“It is not like that, Bevis.” She only needed to remind him. The reality before them mocked his words. “He would not have called to us if he were happy. He would not have appeared to Cicely. He is not angry. I understand it all. He is trying to get through, but it is not because he is angry. It is because he feels I have gone from him. He is lonely, Bevis; and lost. Like the curlew. Like the poor, forgotten curlew.”

When she said that, something seemed to break in his heart, if there were anything left to break. He sat for a little while, still looking down at the hand he held, the piteous, engulfed hand. But it was a pity not only for her, but for himself, and, unendurably, for Malcolm, in that vision she evoked, that brought the slow tears to his eyes. And then thought and feeling seemed washed away from him and he knew only that he had laid his head upon her shoulder, as if in great weariness, and sobbed.

“Oh, my darling!” whispered Tony. She put her arms around him. “Oh, my darling Bevis. I’ve broken your heart, too. Oh, what grief! What misery!”

She had never spoken to him like that before; never clasped him to her. He had a beautiful feeling of comfort and contentment, even while, with her, he felt the waters closing over their heads.

“Darling Tony,” he said. He added after a moment, “My heart’s not broken when you are so lovely to me.”

Pressing her cheek against his forehead, kissing him tenderly, she held him as a mother holds her child. “I’d give my life for you,” she said. “I’d die to make you happy.”

“Ah, but you see,” he put his hand up to her shoulder so that he should feel her more near, “that wouldn’t do any good. You must stay like this to make me happy.”

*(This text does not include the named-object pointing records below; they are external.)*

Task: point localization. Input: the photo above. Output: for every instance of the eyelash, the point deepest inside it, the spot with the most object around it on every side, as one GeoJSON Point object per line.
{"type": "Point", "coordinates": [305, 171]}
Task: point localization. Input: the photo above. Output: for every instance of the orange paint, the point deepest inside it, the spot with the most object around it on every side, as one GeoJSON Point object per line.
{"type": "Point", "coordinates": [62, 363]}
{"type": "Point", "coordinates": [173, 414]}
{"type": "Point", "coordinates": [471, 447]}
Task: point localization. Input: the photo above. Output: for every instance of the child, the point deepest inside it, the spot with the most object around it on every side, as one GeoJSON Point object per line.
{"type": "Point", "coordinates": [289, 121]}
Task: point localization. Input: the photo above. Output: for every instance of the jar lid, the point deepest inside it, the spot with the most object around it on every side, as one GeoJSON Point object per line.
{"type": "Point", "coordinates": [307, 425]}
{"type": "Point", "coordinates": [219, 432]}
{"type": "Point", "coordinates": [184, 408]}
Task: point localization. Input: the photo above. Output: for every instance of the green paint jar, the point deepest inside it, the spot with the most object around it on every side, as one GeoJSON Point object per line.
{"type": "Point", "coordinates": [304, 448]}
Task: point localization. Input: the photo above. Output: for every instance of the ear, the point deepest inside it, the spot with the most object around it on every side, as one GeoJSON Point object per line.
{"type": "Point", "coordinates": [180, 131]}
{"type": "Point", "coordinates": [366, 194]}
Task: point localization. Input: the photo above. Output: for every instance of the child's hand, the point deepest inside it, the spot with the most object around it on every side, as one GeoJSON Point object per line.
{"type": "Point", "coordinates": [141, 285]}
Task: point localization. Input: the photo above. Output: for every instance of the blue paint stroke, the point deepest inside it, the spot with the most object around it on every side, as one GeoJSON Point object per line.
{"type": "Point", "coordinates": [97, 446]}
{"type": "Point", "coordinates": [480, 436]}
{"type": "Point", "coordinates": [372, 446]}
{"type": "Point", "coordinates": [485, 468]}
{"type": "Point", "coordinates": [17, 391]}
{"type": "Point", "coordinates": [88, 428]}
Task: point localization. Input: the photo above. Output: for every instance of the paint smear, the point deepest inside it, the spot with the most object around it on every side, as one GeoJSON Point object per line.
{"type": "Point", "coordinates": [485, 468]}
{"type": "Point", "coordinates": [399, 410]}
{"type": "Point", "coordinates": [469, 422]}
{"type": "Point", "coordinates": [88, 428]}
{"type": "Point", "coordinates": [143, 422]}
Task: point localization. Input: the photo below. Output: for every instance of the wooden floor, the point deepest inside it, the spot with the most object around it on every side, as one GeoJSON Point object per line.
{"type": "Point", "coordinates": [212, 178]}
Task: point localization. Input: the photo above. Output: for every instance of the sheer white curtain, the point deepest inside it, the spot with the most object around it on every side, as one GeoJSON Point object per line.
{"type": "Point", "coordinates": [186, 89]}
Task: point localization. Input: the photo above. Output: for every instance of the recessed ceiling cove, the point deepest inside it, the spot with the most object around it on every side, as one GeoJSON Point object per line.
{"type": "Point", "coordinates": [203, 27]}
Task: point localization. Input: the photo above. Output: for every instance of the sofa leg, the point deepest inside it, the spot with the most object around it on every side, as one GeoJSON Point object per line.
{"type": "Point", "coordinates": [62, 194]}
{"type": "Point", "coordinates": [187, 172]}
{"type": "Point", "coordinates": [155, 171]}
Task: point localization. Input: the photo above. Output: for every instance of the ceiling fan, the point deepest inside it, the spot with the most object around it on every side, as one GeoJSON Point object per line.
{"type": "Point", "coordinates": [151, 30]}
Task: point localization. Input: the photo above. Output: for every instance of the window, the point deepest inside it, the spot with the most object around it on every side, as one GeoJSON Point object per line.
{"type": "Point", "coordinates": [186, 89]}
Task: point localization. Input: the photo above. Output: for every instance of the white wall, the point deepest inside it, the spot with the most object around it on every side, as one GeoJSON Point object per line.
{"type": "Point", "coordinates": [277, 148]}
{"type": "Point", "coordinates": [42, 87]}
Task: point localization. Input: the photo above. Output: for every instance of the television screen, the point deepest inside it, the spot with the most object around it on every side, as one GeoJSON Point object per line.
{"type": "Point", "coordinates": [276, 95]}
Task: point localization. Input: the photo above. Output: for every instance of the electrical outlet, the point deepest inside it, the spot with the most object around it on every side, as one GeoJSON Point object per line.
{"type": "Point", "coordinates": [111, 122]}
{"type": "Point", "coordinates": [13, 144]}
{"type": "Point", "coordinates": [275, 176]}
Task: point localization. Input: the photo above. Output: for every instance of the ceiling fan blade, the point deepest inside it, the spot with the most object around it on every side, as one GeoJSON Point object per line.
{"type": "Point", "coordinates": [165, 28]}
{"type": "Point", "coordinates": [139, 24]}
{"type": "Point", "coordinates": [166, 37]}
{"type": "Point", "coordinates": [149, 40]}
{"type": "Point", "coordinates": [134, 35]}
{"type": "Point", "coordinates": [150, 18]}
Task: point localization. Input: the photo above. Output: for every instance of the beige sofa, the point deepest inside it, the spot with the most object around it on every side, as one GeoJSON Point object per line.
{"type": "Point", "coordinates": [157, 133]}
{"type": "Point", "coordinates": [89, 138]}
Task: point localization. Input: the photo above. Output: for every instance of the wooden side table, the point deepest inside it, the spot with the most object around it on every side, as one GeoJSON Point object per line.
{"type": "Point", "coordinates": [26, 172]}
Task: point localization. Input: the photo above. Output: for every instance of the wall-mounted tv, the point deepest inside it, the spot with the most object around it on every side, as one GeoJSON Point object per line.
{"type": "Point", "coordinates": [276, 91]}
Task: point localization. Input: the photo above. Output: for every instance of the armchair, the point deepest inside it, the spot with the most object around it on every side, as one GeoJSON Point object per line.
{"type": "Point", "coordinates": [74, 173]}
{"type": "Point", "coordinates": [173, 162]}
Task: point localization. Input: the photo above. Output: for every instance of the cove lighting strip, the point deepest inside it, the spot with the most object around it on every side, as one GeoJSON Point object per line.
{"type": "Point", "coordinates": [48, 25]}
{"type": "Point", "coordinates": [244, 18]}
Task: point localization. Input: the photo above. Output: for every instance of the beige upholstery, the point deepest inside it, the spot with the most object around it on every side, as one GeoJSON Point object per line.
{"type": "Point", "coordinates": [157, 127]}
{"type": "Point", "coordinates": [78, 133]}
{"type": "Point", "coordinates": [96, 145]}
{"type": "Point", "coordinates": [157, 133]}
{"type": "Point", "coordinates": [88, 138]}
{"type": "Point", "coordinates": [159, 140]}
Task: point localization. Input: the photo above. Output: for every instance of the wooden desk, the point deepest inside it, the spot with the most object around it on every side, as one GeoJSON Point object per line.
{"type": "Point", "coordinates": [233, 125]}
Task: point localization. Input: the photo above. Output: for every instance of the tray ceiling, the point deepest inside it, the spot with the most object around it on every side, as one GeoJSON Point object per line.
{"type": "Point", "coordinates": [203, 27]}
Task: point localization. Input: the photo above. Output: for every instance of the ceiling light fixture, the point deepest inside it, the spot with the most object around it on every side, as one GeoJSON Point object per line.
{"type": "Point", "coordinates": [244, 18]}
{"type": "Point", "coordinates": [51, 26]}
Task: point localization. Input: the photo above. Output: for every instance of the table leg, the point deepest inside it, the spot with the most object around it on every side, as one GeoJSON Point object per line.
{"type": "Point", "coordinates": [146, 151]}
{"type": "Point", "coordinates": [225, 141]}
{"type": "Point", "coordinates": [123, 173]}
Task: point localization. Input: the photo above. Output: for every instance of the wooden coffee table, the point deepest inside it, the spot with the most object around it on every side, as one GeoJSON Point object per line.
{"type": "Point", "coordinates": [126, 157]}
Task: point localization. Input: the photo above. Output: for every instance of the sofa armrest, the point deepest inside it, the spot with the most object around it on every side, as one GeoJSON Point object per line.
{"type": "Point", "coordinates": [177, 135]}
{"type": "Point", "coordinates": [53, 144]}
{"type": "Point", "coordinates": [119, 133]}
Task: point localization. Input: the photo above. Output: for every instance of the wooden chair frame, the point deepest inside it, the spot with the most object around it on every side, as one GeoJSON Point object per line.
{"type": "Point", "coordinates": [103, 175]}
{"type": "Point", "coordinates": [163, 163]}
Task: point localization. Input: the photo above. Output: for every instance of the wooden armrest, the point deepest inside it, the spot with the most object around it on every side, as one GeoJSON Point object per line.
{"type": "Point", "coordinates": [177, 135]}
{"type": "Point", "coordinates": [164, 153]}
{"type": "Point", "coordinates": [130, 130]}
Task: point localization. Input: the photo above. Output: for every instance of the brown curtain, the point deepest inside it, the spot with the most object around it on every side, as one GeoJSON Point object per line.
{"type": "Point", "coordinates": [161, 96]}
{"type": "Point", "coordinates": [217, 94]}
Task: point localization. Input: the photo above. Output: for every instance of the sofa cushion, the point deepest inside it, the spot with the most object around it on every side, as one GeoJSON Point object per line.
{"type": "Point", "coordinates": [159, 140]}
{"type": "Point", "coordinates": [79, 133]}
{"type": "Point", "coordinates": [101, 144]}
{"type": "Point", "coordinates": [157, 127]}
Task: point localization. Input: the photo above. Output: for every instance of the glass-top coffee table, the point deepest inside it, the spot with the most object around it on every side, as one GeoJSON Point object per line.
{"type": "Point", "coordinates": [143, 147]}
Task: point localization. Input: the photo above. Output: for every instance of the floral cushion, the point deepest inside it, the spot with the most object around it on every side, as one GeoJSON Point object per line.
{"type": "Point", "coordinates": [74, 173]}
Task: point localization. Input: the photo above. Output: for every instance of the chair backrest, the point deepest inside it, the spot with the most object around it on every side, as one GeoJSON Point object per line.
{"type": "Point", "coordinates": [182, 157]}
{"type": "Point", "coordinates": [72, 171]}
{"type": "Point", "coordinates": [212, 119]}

“If I could!” she breathed.

They sat thus for a long time and, in the stillness, sweetness, sorrow, he felt that it was he and Tony who lay drowned in each other’s arms at the bottom of the sea, dead and peaceful, and Malcolm who lived and roved so restlessly, in the world from which they were mercifully sunken. They were the innocent ghosts and he the baleful, living creature haunting their peace.

“Don’t go. Why do you go?” he said, almost with terror, as Antonia’s arms released him. She had opened her eyes; but not to him. Their cold, fixed grief gazed above his head. And the faint, deprecatory smile flickered about her mouth as, rising, she said: “I must. Cicely will soon be back. And I must rest again. I must rest for to-morrow, Bevis dear.”